KU News Release
June 21, 2012
Contact: Kristi Henderson, College of Liberal Arts & Sciences, 785-864-3663
Chemistry professor awarded NSF CAREER award to fund protein research
LAWRENCE – An assistant professor in the Department of Chemistry at the University of Kansas has received the most prestigious award for junior faculty from the National Science Foundation.
David Weis will receive a five-year, $677,000 Faculty Early Career Development Award, known as the CAREER Award. The award supports junior faculty who engage in outstanding research, education and integration of education and research in their academic roles. Weis is the 13th of 18 eligible chemistry faculty members at KU who have received the CAREER Award since its inception in 1995.

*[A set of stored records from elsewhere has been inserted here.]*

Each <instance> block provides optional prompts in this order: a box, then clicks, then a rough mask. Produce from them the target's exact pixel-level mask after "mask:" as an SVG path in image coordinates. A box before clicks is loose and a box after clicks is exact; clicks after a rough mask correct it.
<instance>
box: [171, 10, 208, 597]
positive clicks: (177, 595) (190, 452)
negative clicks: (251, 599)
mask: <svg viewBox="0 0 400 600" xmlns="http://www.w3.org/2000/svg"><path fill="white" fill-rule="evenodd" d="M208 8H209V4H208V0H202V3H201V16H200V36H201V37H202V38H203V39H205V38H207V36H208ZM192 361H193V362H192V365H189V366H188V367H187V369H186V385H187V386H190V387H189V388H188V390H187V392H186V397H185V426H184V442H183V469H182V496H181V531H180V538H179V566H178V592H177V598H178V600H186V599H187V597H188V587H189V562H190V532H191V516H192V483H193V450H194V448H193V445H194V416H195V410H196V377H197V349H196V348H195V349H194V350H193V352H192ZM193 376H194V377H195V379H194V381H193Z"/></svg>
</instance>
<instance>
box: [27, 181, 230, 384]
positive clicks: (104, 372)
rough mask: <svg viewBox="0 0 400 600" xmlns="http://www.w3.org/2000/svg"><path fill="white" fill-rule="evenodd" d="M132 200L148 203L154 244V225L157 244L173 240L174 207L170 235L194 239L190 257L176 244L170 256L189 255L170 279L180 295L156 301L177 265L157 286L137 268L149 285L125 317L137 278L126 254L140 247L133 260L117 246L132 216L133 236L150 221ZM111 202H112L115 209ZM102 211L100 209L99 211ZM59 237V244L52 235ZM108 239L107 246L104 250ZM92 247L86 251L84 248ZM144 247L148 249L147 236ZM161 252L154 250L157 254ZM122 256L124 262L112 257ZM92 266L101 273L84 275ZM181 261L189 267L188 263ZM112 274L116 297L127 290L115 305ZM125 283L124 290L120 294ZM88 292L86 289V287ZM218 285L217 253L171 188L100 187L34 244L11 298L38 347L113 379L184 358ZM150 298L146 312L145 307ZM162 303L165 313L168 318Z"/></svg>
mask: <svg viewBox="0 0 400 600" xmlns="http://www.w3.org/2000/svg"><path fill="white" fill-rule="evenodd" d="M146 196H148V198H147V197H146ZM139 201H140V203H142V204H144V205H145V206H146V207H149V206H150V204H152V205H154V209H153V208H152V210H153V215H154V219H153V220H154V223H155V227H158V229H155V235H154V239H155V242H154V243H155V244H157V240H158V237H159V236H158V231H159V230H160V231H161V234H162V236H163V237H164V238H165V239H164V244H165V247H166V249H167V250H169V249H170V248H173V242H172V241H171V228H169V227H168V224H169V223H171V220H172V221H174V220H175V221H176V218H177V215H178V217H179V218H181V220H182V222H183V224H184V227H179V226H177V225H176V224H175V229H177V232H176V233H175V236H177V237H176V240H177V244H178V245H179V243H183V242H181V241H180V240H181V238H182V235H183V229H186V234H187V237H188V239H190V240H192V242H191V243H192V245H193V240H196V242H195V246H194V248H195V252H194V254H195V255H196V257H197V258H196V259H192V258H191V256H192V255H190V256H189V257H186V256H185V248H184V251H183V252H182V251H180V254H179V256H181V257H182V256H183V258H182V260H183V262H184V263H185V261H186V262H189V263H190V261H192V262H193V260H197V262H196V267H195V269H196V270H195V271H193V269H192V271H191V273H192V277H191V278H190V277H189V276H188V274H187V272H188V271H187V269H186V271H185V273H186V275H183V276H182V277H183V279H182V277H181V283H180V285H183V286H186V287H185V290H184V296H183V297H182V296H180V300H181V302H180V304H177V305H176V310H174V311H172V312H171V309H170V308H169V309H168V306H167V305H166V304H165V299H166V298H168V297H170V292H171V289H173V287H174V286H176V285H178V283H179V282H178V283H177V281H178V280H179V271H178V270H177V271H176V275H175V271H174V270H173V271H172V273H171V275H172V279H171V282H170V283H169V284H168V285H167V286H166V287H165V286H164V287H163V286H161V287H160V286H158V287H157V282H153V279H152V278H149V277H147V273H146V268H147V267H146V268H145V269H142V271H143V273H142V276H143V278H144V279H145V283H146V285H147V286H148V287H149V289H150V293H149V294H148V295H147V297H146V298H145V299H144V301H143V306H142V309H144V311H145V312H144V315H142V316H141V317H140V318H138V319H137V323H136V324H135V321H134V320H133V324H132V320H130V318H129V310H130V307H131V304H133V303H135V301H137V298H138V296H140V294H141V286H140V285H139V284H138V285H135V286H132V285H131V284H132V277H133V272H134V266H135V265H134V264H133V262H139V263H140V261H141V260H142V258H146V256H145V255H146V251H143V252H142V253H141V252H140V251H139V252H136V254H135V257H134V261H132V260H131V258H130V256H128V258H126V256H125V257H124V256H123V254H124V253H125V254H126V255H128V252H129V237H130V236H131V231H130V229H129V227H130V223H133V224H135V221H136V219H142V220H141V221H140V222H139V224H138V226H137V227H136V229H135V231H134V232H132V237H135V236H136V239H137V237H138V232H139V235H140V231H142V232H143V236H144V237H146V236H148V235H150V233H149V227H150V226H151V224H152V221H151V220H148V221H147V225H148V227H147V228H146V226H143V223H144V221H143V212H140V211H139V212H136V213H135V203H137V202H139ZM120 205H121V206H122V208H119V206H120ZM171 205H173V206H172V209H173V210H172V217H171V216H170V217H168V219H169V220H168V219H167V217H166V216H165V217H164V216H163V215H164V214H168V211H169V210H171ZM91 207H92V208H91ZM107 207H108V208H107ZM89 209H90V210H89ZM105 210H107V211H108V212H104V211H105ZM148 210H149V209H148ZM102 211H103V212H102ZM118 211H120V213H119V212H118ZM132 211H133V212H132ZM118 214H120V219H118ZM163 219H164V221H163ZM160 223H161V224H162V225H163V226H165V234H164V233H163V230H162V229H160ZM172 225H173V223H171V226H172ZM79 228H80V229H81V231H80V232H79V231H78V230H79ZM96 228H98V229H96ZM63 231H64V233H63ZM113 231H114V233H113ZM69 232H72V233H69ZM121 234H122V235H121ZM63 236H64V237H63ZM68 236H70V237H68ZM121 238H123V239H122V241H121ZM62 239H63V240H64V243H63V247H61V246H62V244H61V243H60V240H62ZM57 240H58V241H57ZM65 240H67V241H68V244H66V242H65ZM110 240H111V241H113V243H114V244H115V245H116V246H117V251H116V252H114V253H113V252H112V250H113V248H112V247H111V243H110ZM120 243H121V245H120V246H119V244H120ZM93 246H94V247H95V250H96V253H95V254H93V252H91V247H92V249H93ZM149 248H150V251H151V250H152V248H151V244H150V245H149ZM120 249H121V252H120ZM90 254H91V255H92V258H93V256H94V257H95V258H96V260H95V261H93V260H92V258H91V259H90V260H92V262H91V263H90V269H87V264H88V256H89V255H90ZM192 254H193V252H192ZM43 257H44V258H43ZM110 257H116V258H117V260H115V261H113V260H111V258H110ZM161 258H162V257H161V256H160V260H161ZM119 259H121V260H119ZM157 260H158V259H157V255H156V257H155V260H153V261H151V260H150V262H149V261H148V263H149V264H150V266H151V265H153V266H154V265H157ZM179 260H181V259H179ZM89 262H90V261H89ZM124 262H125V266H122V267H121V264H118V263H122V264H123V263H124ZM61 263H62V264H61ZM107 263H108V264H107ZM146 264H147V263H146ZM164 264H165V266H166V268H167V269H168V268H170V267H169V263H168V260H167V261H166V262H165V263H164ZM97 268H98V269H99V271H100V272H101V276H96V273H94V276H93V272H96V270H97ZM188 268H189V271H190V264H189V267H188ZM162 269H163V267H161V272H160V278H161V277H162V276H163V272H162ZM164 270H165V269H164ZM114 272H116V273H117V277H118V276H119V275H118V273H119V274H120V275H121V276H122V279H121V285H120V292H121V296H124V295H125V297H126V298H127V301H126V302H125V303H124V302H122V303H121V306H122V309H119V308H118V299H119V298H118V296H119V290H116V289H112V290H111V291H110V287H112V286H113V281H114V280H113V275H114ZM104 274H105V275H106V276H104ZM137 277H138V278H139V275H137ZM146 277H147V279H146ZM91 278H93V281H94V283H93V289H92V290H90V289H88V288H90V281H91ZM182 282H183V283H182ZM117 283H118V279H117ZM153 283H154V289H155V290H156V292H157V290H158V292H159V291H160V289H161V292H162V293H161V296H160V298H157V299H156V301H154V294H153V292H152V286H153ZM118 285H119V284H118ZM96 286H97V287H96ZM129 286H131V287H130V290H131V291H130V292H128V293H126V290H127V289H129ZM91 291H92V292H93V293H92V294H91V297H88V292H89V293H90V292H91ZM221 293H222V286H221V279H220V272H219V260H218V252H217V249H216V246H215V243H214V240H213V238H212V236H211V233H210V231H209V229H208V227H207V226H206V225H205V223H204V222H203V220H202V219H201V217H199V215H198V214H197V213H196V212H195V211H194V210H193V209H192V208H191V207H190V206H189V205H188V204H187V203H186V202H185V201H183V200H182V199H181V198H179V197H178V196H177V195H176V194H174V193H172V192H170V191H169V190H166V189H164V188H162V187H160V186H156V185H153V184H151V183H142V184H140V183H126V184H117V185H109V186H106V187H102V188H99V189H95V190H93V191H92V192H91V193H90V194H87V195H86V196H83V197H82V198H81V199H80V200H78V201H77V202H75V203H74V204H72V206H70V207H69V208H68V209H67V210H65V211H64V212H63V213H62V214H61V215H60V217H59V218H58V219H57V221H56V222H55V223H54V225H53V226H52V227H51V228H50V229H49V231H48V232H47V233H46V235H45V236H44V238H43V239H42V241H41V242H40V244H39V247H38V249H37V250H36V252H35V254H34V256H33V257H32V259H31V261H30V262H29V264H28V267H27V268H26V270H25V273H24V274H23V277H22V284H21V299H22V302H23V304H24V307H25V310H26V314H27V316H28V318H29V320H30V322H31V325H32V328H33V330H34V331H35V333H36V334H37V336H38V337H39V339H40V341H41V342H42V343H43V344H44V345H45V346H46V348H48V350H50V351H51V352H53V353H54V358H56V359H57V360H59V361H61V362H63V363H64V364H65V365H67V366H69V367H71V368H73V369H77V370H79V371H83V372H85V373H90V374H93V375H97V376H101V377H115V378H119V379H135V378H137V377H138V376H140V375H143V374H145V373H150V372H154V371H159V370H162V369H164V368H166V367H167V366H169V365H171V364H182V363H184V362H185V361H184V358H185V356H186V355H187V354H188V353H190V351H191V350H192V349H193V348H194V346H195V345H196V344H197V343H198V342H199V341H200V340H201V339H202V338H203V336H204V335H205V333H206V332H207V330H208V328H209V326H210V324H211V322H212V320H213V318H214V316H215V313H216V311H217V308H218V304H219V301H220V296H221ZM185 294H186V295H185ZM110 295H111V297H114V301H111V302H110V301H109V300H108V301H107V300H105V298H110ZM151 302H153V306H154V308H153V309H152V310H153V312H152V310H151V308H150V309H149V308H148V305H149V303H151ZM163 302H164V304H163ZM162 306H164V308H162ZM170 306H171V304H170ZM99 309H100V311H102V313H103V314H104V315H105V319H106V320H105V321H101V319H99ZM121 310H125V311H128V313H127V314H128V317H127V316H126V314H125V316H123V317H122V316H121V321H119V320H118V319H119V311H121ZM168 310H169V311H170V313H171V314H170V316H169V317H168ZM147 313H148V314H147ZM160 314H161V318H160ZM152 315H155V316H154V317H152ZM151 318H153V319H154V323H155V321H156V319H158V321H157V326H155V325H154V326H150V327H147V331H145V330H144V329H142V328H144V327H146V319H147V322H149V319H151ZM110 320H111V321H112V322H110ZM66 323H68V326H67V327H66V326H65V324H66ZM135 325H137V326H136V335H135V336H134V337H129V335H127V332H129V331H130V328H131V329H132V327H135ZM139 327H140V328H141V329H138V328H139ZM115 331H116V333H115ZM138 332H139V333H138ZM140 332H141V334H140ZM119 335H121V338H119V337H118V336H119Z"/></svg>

Weis will use the award to fund his research on protein structure. Proteins are molecular machines that carry out nearly every cellular function. The function of a protein is determined by its structure, the three-dimensional arrangement of its atoms.
Inside cells, proteins often find themselves tightly crowded together in ways that can alter protein structure. Crowding effects are difficult to measure and often overlooked in studies of protein structure.
Weis will develop new methods to look at the effects of crowding using the technique of mass spectrometry. In particular, he will investigate the effects of crowding on a class of proteins that appear to be unstructured under typical laboratory conditions.
This kind of fundamental research to understand protein structure and function is the first step to developing most drugs. Establishing new methodology will enable other scientists to consider the effects of crowding on protein structure, according to Weis.
In the educational component of the project, Weis will work with undergraduate and graduate students to research and answer these questions about protein structure. The award will also fund the development of an introductory course in biomolecular structure by Weis.
Weis earned his doctorate in chemistry from Indiana University in 1998. He worked as a research assistant professor at the University of New Mexico before joining KU in 2007. His research interests include bioanalytical and biophysical chemistry, protein conformation and dynamics, and mass spectrometry.
The Department of Chemistry is part of the College of Liberal Arts and Sciences. The College enrolls about two-thirds of KU students and encompasses more than 55 departments, programs, centers and the School of the Arts. Nearly half of the students at KU earn their bachelor’s degrees from the College. Courses in the College cover hundreds of subjects including history, literature, chemistry, biology, art history, mathematics, anthropology, psychology, foreign language and political science.